I've been doing a bit of work cleaning up the CSS on this blog in the past couple days — the CSS is from a template that I copied more than five years ago at this point, and it was pretty crufty even when I first got it.

When I was poking around, I noticed that I had two separate media queries to check if the browser width was something that looked like a mobile device. This makes the CSS nicer to read, since the overrides can be right next to the things they're overriding, but it also makes the resulting CSS slightly larger. I minify my CSS using tdewolff/minify during the build, so I checked to see if it would collapse the two media query blocks into one. Doing so would be a somewhat complicated optimization, since the order that CSS rules are defined in can sometimes matter, but it wouldn't be too tricky. I made a quick test file:

.foo {
color: red;
}

@media all and (max-width: 767px) {
.foo {
color: blue;
}
}

.bar {
color: green;
}

@media all and (max-width: 767px) {
.bar {
color: blue;
}
}


And checked what it minified to on the latest release:

.foo{color:red}@media all and (max-width:767px){.foo{color:blue}}.bar{color:green}@media all and (max-width:767px){.bar{color:blue}}


Two media queries — how inefficient!

But then I thought to check — my website is served using gzip compression, so I shouldn't be checking the size of the minified file, I should instead be checking the size of the minified and gzipped file. The gzipped file that minify generated was 107 bytes, and when I applied my "optimization", it grew to 115 bytes. Huh.

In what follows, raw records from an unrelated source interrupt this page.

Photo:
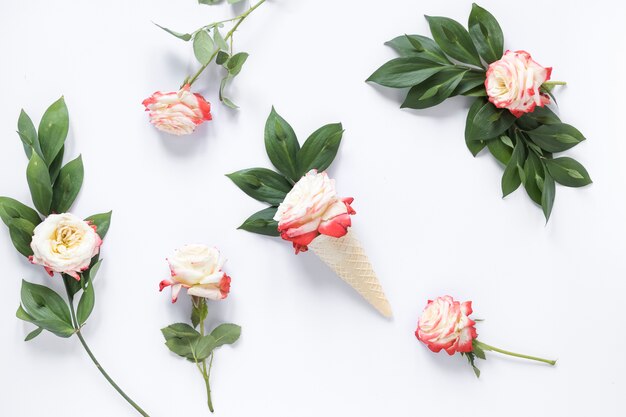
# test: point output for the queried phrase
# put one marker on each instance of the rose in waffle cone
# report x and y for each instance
(346, 257)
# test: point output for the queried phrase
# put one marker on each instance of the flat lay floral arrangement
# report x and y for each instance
(512, 115)
(509, 115)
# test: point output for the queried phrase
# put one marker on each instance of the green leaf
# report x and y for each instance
(405, 72)
(203, 47)
(12, 209)
(39, 183)
(534, 178)
(478, 351)
(102, 222)
(262, 222)
(556, 137)
(21, 232)
(486, 34)
(68, 185)
(434, 90)
(488, 122)
(226, 334)
(33, 334)
(184, 36)
(45, 308)
(420, 46)
(199, 312)
(219, 40)
(86, 303)
(282, 145)
(202, 347)
(235, 63)
(500, 151)
(540, 116)
(471, 357)
(28, 134)
(320, 149)
(547, 195)
(567, 171)
(55, 166)
(511, 178)
(221, 58)
(453, 39)
(262, 184)
(474, 146)
(53, 130)
(472, 84)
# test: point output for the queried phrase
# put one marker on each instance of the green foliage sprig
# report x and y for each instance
(454, 63)
(291, 161)
(53, 188)
(196, 346)
(209, 45)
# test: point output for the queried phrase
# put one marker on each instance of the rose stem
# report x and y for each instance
(93, 358)
(198, 302)
(485, 346)
(551, 83)
(229, 35)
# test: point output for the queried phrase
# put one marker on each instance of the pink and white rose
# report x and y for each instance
(199, 269)
(64, 243)
(312, 208)
(177, 112)
(513, 83)
(445, 324)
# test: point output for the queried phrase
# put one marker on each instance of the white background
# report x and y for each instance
(429, 214)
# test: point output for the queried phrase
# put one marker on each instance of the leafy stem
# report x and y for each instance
(485, 346)
(200, 303)
(76, 325)
(228, 36)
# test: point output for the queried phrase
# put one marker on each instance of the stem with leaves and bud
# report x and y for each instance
(485, 346)
(228, 36)
(199, 303)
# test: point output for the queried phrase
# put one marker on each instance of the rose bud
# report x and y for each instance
(64, 243)
(513, 83)
(179, 112)
(312, 208)
(199, 269)
(445, 324)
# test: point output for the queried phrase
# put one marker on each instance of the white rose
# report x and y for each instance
(311, 208)
(513, 83)
(199, 269)
(64, 243)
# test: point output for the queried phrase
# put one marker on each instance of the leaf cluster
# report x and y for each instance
(453, 63)
(53, 188)
(291, 162)
(184, 340)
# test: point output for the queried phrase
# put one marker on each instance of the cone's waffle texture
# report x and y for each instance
(346, 257)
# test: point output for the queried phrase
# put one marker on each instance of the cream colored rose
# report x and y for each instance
(513, 83)
(177, 112)
(199, 269)
(311, 208)
(64, 243)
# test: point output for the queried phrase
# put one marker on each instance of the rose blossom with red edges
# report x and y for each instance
(199, 269)
(64, 243)
(513, 83)
(178, 112)
(312, 208)
(445, 324)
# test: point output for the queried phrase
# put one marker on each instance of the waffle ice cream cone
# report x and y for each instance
(347, 258)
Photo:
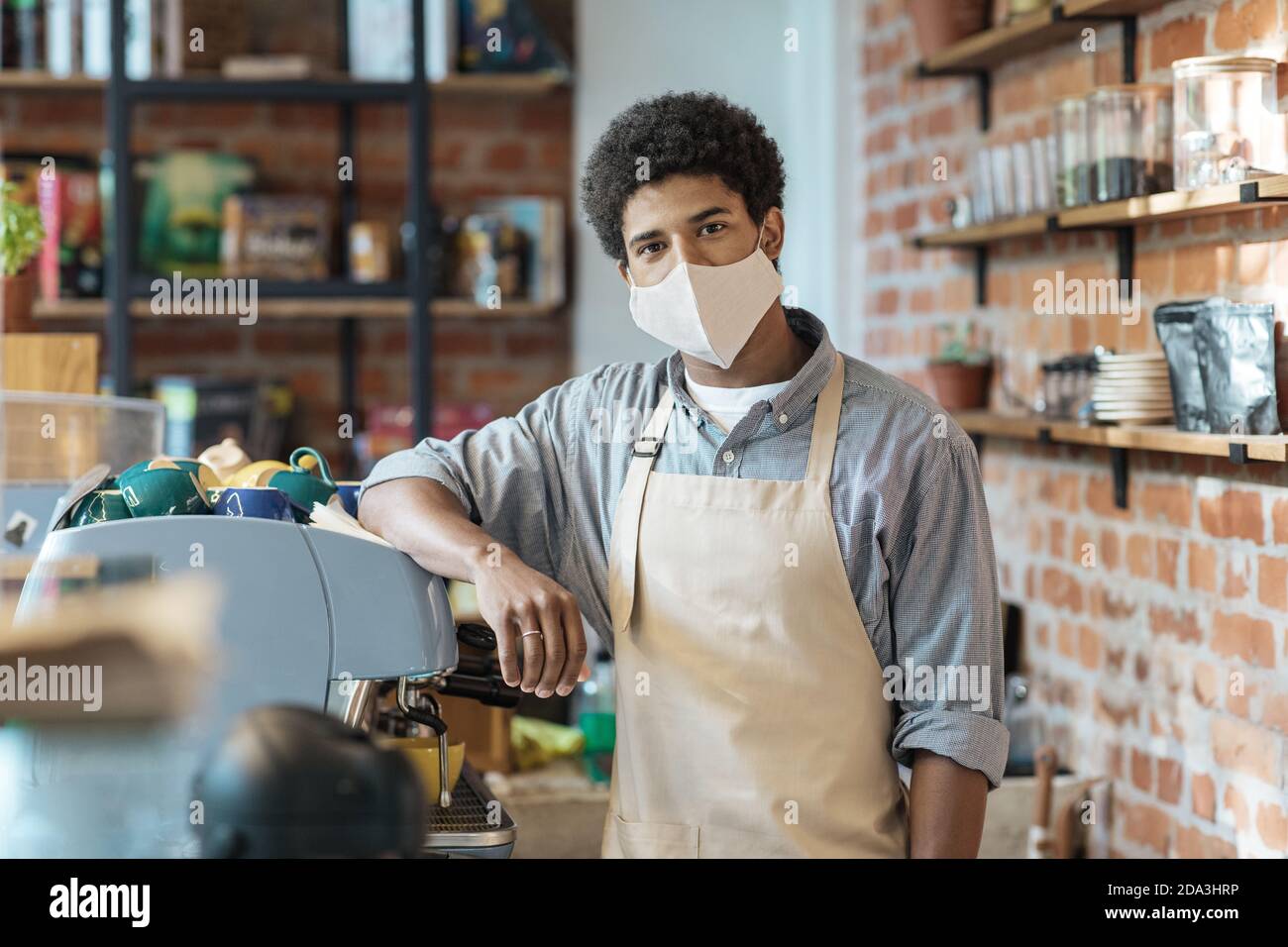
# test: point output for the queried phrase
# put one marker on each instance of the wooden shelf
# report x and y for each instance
(1170, 205)
(1133, 211)
(990, 234)
(318, 86)
(501, 84)
(1026, 34)
(309, 308)
(1163, 438)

However, compression is an area where the efficiency can vary wildly depending on filesize. I figured it might just be that the sample file wasn't large enough to have much structure for gzip to exploit in the first place. As a second test, I grabbed the CSS file for my blog, which weighed in at 1858 bytes gzipped, applied the optimization to it, and got… 1864 bytes.

This is a pretty common thing if you try to do a lot of filesize micro-optimization on the web — there are built-in ways to make code smaller that are designed for humans to use to make code more understandable, but those tools are often less efficient that letting gzip (or brotli, or whatever other compression you use) operate directly on the larger version. If you care about reducing the size of the network transfer, you need to actually measure the network transfer, and not anything else.

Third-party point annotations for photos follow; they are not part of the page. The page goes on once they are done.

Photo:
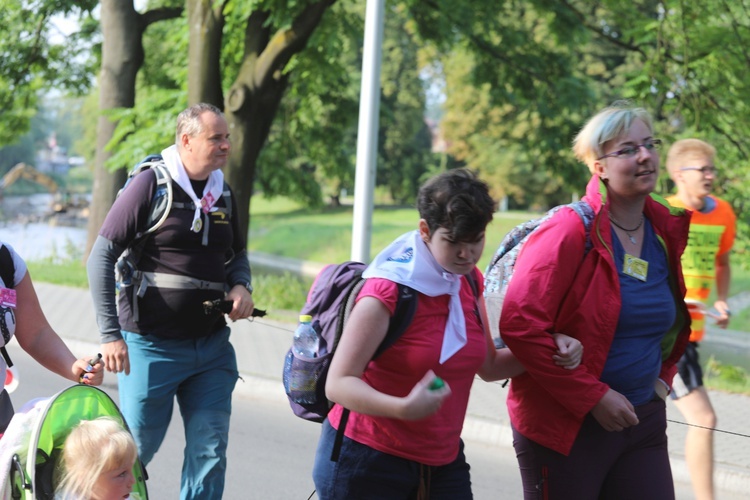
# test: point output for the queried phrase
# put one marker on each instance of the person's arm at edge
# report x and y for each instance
(36, 336)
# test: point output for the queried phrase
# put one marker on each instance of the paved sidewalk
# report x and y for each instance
(262, 344)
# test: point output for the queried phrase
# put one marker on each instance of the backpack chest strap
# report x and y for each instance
(142, 280)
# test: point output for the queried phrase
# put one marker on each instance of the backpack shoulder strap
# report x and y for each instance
(586, 213)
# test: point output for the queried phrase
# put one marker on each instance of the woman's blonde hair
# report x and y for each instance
(92, 448)
(610, 123)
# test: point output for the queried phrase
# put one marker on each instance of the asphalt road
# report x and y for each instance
(271, 451)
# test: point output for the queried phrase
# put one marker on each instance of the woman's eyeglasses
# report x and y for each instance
(630, 151)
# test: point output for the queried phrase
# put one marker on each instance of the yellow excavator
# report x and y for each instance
(25, 171)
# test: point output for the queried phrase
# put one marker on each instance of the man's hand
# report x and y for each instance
(115, 357)
(242, 301)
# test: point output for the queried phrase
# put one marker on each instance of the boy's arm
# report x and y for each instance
(723, 275)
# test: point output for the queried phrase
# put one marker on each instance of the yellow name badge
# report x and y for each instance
(635, 267)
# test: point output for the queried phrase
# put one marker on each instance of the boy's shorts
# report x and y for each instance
(689, 373)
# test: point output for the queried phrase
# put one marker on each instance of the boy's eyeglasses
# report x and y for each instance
(630, 151)
(708, 169)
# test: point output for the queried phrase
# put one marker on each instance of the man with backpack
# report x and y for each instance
(164, 344)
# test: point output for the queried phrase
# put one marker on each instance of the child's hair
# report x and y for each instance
(685, 148)
(457, 201)
(92, 448)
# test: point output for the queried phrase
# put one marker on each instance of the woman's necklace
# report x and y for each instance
(628, 231)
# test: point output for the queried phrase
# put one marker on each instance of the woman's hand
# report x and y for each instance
(614, 412)
(89, 374)
(569, 351)
(423, 401)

This same principle holds true for any sort of optimization work — if you measure a proxy for what you want to optimize, you need to be sure that the proxy actually correctly correlates with the thing you're trying to optimize! And once you've been bitten by this problem enough times, you end up realizing that it's often less work and pain to just measure the thing you care about directly.

To my knowledge there aren't any minifiers that operate with awareness of what compression algorithm the final file will be served with — I think that'd be a interesting area to explore. It's unlikely to actually be "worth it" in any reasonable cost/benefit analysis, but hey, I don't micro-optimize my personal websites because there's any benefit to it, I really just do it for the principle of the thing.